Endometriosis diagnosis delay on the rise in Australia

A young woman experiencing stomach pain while lying on the sofa at home (Image Credit: iStock).

– By Natasha Hortis 

Endometriosis is considered more common than diabetes or asthma, according to Endo Help Australia CEO Kat Stanley.

“The most recent data shows that one in seven women have endometriosis, which makes it more common than asthma or diabetes,” Ms Stanley said.

Historically under-recognised, endometriosis is a chronic disease that affects every aspect of a person’s life and can lead to reduced participation at work, school or social activities.

A recent survey conducted by the Allan Labor Government in 2024 concluded that half of all women are impacted by issues related to periods, pregnancy or conditions like endometriosis.

The study found that one in three said they’d experienced insensitive or disrespectful practitioners who left them feeling dismissed and unheard.

Endo Help Australia is an organisation that aims to educate and empower to bring awareness to the issues surrounding endometriosis.

Common misconceptions about endometriosis have seen a trend of major diagnosis delays among many young Australian women.

“Because of the stigma wrapped around it, there’s a diagnosis delay of up to four to six years,” Ms Stanley said.

The Australian Government’s 2024 Endometriosis Progress Report outlines the Endometriosis Support Budget within the health sector.

The report’s findings detail that $17.4 million is being used to open 22 specialised Endometriosis and Pelvic Pain GP clinics, which will focus on offering treatment and improving the delay of diagnosis within the women’s health sector.

The report highlights the Federal Government’s national action plan for endometriosis up to 2026.

According to the Australian Institute of Health and Welfare summary report, Australians with the disorder spent an average of $30,900 in 2017.

In 2024, these expenses for medical treatment continue to put a financial burden on Endometriosis sufferers.

“It costs the Australian economy $7. 4 billion a year and the individual about $30 000 a year,” Ms Stanley added.

One of the biggest non-government researchers of the chronic condition, Endometriosis Australia, states that one million Australians now live with endometriosis.

23-year-old advocate Miora Trainor was diagnosed with endometriosis at 21 years old, after two years of first seeking help from health professionals.

“I was very lucky in getting my diagnosis.

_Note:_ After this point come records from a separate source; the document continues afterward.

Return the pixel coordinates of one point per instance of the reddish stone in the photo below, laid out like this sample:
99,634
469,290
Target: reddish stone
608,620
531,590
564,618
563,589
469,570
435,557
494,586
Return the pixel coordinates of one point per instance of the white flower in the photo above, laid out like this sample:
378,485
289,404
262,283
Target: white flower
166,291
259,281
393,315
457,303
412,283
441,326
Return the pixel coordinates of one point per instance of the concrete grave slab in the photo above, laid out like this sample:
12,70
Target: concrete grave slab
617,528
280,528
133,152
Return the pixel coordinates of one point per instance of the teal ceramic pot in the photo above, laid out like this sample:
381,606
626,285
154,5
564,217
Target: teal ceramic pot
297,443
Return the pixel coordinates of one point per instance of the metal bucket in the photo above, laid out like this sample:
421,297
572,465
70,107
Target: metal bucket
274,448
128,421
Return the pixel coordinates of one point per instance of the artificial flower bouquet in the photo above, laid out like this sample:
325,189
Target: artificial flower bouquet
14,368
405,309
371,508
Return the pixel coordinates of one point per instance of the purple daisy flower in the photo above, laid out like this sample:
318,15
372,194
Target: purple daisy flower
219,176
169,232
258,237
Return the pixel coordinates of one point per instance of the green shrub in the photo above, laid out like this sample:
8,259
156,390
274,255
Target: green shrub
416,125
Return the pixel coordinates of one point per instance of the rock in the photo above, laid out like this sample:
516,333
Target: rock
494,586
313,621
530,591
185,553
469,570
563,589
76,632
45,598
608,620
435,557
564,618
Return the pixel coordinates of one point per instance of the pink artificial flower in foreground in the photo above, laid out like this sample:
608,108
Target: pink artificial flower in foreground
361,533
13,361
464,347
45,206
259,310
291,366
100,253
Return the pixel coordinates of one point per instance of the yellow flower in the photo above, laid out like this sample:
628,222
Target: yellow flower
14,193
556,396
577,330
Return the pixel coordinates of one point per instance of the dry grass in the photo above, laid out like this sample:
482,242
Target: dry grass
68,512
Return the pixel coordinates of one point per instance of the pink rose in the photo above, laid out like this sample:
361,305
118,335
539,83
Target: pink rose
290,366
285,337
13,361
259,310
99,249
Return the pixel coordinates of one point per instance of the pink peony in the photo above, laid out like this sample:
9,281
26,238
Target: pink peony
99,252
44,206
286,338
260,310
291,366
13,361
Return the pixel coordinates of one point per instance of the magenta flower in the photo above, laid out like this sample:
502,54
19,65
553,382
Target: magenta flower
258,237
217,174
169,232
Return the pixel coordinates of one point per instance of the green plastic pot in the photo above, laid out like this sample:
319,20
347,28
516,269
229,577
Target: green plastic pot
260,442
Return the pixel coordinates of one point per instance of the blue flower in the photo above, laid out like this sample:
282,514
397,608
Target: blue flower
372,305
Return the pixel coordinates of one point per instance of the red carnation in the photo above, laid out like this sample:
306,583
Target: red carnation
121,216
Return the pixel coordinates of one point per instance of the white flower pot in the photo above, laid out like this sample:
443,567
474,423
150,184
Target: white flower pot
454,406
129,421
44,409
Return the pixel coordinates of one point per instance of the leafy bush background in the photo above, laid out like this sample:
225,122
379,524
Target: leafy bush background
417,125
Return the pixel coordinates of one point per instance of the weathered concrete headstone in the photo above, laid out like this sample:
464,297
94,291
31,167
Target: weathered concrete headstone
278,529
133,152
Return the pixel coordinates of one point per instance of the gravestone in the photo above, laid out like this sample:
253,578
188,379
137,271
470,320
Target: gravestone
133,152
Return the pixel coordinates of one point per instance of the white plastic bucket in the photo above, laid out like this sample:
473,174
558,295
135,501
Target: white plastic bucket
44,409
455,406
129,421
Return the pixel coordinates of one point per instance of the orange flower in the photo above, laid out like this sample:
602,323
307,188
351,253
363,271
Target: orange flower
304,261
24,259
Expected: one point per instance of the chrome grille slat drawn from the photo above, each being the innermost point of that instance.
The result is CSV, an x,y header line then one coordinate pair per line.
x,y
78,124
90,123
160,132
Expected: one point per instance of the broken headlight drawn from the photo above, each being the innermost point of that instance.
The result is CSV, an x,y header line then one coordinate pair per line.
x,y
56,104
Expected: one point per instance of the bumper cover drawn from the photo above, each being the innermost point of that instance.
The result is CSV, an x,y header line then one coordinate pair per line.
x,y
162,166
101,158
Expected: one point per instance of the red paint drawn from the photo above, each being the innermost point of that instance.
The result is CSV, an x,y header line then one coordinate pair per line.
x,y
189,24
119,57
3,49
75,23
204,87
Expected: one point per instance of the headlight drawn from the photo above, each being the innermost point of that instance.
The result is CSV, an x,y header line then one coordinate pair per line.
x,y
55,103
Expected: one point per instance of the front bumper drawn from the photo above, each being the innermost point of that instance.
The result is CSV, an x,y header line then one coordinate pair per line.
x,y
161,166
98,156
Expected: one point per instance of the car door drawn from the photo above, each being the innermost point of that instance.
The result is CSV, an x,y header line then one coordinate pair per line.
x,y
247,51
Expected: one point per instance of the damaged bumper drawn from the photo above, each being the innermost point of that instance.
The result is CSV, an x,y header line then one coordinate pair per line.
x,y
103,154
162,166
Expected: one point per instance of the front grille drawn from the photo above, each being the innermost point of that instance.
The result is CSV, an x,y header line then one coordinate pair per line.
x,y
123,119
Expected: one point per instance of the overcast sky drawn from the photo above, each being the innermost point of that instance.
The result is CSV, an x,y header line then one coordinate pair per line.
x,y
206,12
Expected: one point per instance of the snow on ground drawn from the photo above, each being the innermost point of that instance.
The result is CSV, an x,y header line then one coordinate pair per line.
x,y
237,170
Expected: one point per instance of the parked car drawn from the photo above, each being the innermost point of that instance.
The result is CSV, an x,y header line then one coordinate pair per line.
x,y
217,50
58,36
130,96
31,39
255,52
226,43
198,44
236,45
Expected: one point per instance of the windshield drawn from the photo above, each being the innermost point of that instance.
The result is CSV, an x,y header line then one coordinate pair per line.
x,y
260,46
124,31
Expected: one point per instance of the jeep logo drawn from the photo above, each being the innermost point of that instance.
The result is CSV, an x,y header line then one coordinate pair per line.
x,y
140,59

I was taken pretty seriously from the get-go, which I know is not the experience of most people with endometriosis,” Ms Trainor said.

She heart-wrenchingly describes her experience living with the chronic condition.

“On some mornings, I wake up with extreme cramps or nausea or headaches. My immune system is a lot weaker as well because it fights the growth of the endometriosis,” she added.

“I get sick quite quickly and often, and quite badly, which also affects my everyday life in the long run,”  Ms Trainor added.

In an Australian first, the Women’s Pain Enquiry aims to ask Victorian women and girls to share their own personal experiences with pain.

This enquiry aims to help identify how to improve treatment and services for chronic pain conditions like endometriosis.

The enquiry will examine systemic issues within the women’s health sector by hearing directly from women across Victoria.

Victorians can participate by making a submission before the end date of 31 July 2024.

 

 

Natasha Hortis

Natasha Hortis is a writer and creative studying a Bachelor of Communications majoring in journalism at Deakin University. She has volunteered for multiple charities and is passionate about journalism as it is educating and informing, to empower those who may not have a voice. Natasha wants to be a journalist to make readers connect to the stories and investigate the real matters that have a big impact on the world.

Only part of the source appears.